Lars Ulrich Calls '72 Seasons' Their 'Covid Lockdown Record'

Bay-area titans METALLICA recently (Nov 28) unleashed a new song and video for 'Lux Æterna' along with the release date of their new record, '72 Seasons'. The long-awaited album is set to drop on April 23, 2023 via Blackened Recordings. The 12-track album with the length of 77 minutes was produced by Greg Fidelman and James Hetfiled and is the 1st release since 'Hardwired...to Self-Destruct' (2016). The band's newest music video & 1st single for 'Lux Æterna' was directed by Tim Saccentl (DEPECHE MODE, KORN).
On Monday (November 28, 2022) Lars Ulrich joined Sirius XM's Howard Stern Show to promote the band's newest material and the up coming tour. "We've been working on a new album for the last year, year and a half — our COVID lockdown record. And the one thing that we've done all through that is for the first time in our career, we never really talked about it. So, rather than, 'Hey, there's a new record' and countdowns, and, 'Guess what's coming your way,' and all that kind of shit, we've been tight-fucking-lipped about it. And this morning I wanna share a new song with the world and I wanna tell everybody about the new METALLICA album. And we have a new tour, we have a song, we have a video — all the bells and whistles."
"We thought for sure this thing would leak," he said. "It hasn't fucking leaked."

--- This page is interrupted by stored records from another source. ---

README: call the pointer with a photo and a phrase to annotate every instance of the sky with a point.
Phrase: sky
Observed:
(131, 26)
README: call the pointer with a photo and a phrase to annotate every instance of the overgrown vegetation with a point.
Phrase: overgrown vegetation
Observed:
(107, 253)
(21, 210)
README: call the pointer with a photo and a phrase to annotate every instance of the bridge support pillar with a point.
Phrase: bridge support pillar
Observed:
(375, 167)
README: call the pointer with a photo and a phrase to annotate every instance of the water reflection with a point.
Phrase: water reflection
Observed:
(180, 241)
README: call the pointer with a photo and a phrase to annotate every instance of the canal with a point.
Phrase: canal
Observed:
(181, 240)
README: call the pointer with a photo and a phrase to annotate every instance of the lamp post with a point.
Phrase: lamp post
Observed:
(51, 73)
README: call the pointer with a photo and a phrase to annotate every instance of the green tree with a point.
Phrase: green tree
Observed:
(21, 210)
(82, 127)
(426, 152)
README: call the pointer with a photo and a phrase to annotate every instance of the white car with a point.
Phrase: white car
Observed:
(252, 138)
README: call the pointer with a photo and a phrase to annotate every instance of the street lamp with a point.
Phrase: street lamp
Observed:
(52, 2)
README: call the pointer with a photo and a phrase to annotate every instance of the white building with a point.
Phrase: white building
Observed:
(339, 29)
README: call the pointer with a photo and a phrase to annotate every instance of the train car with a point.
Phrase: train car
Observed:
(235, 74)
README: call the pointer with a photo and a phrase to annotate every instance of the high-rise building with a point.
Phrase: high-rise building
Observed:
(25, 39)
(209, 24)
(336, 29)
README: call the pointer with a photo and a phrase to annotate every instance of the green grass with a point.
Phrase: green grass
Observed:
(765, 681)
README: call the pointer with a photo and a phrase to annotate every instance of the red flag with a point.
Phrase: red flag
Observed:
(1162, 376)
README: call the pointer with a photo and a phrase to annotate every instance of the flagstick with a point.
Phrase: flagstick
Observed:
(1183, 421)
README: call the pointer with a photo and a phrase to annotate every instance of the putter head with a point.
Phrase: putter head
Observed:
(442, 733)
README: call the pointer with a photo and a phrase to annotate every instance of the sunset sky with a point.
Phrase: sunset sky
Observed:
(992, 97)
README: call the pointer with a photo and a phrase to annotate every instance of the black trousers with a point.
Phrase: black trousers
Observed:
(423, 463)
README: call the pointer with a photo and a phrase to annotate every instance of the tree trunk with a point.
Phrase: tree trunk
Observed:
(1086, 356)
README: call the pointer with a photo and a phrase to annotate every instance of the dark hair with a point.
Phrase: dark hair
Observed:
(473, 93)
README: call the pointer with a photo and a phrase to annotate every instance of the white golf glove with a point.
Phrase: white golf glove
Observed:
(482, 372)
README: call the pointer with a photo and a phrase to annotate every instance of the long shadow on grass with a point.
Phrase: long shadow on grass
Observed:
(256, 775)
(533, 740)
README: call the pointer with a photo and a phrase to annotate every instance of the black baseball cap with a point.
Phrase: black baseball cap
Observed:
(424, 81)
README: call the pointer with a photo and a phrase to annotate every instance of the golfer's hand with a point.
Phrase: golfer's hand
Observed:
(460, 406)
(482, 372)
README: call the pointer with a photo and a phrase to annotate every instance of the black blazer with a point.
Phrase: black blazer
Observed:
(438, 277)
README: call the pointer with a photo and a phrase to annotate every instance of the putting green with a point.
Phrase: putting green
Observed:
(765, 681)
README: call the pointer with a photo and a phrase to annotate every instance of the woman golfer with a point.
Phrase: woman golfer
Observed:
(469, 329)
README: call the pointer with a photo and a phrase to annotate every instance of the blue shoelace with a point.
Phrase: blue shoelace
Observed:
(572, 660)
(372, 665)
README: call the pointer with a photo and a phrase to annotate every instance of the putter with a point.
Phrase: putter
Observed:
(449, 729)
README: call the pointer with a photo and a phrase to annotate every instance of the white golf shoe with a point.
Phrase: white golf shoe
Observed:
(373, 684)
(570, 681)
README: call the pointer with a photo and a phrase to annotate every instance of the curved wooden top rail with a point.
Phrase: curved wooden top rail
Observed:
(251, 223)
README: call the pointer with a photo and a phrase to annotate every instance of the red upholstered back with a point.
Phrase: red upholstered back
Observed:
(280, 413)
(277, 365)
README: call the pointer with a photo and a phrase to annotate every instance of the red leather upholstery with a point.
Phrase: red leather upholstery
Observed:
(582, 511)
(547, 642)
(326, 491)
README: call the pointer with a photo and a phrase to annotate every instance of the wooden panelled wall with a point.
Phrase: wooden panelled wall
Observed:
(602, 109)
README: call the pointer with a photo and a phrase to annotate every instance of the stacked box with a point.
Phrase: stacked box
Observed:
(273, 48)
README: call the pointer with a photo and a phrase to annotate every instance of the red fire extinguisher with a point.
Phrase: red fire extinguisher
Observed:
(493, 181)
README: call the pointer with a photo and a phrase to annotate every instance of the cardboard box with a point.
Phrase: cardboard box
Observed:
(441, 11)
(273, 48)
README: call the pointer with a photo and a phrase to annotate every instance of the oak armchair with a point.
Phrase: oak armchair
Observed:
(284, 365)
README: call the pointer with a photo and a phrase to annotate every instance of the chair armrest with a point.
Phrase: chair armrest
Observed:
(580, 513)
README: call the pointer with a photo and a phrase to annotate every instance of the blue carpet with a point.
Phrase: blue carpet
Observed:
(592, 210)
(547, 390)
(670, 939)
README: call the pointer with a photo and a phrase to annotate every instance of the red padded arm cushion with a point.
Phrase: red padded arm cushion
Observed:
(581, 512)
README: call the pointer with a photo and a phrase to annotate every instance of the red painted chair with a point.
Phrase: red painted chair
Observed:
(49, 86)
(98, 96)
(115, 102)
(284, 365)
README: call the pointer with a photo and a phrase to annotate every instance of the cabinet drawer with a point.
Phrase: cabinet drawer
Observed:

Regarding METALLICA's future tour plans: "We're announcing a two-year world tour. We have all the dates for '23 and '24 ready to go. We're coming to a city near you. We're playing two nights in every city, playing two completely different shows. So you buy one ticket for two shows — a Friday and a Sunday — and you get what's called a no-repeat weekend, which, obviously, is an old radio term. You get two one hundred percent completely different and unique shows."
Two-day tickets for "M72" will be on sale Friday, December 2. Single day tickets will be available beginning January 20.
James Hetfield commented on a separate press release: "'72 seasons'. The first 18 years of our lives that form our true or false selves. The concept that we were told 'who we are' by our parents. A possible pigeonholing around what kind of personality we are. I think the most interesting part of this is the continued study of those core beliefs and how it affects our perception of the world today. Much of our adult experience is re-enactment or reaction to these childhood experiences. Prisoners of childhood or breaking free of those bondages we carry."